Annie Fisher 2019年10月29日

这项工作要求人们将数据科学转化为能够推动变革或解决问题的行动方案。

 
 

数据翻译师这个职业存在着巨大的需求(而且还在不断增长),这项工作要求人们将数据科学转化为能够推动变革或解决问题的行动方案。

美国万通保险这家价值300亿美元的人寿保险公司遇到了一个问题。当时是在2013年,与其他的险企一样,该公司因为骗保而备感苦恼。美国联邦调查局估计,骗保每年让美国保险行业(以及投保人)亏损400亿美元。万通保险的首席技术策略和数据科学负责人西尔斯·梅里特说:“我们不得不大幅改善我们对骗保的实时识别能力。”

万通保险在公司数据科学家和其业务经理之间发起了创新的合作模式,并创建了产品经理这个新职位。产品经理将在数据分析师与负责公司不同业务的日常决策者之间担任沟通工作。一开始,产品经理将从各个部门——人寿、伤残、长期护理等等——搜集信息,然后向数据分析师解释应该通过哪些手段来发现和打击每个领域的骗保行为。数据科学家然后选择和定制相关数据,然后产品经理帮助业务经理将其转化为具体的防骗保举措。

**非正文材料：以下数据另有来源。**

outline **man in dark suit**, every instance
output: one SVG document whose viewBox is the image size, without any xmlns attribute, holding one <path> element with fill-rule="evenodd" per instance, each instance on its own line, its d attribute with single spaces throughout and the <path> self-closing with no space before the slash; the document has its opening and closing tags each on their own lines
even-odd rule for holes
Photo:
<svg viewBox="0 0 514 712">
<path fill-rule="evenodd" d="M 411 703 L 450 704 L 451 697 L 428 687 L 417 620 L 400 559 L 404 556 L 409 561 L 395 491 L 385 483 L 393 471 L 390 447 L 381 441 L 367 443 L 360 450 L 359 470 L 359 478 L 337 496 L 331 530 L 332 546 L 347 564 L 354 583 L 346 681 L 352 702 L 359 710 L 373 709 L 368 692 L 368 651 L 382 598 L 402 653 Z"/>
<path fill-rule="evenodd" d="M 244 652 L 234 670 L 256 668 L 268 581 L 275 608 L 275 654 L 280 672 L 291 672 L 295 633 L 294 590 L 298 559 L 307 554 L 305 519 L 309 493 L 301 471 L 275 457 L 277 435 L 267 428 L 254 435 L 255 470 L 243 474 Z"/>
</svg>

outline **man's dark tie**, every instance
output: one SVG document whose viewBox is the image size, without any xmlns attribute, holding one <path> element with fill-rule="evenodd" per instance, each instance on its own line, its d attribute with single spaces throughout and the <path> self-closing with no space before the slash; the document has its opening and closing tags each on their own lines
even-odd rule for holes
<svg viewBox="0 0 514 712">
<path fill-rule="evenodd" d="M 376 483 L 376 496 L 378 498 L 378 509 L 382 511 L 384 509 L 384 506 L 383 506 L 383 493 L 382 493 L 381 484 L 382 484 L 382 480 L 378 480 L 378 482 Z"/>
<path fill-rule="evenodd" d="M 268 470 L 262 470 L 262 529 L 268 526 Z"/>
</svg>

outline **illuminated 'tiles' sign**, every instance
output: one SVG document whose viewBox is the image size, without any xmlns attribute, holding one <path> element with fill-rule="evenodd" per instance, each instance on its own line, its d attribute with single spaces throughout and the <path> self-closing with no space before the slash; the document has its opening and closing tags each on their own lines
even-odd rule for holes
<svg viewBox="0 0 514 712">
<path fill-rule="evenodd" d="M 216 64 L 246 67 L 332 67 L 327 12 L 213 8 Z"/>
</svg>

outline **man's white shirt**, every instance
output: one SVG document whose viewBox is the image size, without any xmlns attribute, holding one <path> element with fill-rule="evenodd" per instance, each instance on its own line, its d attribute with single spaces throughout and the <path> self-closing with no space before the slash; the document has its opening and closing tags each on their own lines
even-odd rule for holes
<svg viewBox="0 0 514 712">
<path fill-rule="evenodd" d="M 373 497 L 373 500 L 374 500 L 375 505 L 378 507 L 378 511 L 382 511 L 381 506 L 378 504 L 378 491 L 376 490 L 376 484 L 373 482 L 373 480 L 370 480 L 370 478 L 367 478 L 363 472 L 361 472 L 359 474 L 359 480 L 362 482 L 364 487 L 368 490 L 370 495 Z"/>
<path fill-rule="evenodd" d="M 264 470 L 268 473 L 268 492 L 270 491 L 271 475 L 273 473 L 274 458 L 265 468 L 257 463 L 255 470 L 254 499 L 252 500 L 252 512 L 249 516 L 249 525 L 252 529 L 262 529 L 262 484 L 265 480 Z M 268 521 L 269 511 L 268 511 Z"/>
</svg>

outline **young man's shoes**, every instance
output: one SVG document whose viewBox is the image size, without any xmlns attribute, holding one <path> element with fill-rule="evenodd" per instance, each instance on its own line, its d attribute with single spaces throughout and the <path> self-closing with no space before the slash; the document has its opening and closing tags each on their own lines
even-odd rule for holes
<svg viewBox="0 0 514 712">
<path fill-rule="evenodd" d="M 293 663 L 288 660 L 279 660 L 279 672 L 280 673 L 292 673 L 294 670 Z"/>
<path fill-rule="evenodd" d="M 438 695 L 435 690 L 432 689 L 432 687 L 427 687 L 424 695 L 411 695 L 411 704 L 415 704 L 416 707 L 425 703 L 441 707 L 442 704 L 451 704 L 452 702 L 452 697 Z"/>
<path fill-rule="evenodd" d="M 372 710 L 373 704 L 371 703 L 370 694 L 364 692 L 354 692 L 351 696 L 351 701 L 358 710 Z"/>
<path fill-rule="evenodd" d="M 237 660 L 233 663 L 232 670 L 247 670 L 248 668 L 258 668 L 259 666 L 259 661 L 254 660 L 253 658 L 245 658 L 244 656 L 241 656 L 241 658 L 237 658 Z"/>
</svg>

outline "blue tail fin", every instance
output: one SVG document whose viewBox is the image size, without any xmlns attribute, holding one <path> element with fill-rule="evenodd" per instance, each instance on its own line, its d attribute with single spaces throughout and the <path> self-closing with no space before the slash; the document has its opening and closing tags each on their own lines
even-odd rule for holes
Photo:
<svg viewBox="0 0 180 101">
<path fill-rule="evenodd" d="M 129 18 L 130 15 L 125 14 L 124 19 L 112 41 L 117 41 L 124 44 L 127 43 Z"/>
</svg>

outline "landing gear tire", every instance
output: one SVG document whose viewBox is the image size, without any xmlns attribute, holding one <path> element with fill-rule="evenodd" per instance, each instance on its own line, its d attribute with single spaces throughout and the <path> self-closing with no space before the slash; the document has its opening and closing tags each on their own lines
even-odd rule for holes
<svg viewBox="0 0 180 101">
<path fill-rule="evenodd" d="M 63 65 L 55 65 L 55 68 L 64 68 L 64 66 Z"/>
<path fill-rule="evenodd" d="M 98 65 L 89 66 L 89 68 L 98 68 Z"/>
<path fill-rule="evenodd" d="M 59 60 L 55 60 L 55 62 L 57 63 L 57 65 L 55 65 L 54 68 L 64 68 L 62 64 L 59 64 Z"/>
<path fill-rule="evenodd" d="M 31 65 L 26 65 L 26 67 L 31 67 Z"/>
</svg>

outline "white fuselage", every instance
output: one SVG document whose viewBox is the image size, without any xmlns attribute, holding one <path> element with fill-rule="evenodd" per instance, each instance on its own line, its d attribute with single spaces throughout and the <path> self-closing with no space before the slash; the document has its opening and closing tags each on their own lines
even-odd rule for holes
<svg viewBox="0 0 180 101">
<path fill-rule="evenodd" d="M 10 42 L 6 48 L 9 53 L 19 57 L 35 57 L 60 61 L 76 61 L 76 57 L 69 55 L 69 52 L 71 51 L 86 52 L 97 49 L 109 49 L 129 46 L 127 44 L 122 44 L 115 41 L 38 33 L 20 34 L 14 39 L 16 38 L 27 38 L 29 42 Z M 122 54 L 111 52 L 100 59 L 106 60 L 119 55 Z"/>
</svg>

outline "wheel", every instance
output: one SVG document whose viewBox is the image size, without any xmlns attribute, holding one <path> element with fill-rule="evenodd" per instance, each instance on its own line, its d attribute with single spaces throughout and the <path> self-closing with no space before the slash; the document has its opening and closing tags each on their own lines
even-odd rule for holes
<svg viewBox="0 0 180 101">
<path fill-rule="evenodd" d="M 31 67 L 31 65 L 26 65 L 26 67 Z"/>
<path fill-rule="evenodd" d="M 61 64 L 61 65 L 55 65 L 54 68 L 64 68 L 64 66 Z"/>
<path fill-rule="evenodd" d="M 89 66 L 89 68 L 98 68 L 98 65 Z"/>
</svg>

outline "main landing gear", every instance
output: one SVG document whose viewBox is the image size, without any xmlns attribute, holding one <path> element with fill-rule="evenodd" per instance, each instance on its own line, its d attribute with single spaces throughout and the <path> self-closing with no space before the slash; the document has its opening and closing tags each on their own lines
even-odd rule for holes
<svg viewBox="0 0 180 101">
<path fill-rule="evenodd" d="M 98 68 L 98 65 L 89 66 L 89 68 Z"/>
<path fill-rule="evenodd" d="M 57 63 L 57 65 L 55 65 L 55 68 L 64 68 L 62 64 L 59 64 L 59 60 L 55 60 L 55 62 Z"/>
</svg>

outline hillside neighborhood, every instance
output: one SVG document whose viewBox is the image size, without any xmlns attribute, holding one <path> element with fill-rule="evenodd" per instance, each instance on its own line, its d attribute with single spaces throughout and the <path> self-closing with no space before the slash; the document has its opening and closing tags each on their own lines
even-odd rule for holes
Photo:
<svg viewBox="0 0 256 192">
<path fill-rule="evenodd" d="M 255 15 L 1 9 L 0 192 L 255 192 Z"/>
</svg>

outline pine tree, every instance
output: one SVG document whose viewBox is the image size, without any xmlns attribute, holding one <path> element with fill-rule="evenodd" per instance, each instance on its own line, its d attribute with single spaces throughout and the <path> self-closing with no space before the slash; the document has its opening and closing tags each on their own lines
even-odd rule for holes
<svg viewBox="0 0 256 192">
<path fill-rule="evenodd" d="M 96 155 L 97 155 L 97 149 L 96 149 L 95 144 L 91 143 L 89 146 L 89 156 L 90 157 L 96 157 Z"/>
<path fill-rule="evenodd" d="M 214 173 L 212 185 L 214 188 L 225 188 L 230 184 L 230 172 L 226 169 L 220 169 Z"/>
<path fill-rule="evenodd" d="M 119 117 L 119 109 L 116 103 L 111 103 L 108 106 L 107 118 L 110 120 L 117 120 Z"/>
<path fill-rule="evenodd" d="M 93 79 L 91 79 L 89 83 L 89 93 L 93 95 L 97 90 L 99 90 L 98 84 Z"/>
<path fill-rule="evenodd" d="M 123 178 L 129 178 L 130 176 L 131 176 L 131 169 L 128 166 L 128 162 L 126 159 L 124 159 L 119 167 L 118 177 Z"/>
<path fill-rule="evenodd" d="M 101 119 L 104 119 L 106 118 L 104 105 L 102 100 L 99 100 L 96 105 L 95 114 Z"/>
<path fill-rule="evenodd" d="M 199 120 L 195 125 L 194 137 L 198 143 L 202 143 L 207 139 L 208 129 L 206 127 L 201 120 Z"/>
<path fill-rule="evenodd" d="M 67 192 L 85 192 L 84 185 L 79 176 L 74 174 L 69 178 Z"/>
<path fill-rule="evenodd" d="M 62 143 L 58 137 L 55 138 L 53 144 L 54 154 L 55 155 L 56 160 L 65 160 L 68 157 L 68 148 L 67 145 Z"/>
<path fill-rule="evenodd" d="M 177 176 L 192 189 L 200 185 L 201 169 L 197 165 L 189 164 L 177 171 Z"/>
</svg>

如今,万通保险在全企业采取了这一举措,不仅仅局限于骗保识别。梅里特说:“它适用于每一个流程和每一个业务线,从营销、承保一直到理赔。结果真的非常有效。”

数据科学家和业务经理之间的合作发现了效率低下的领域以及业务增长的新途径。梅里特指出,这一举措将万通保险的营收和利润提升了“数千万美元”,而且产品经理“对于实现这一业绩至关重要。”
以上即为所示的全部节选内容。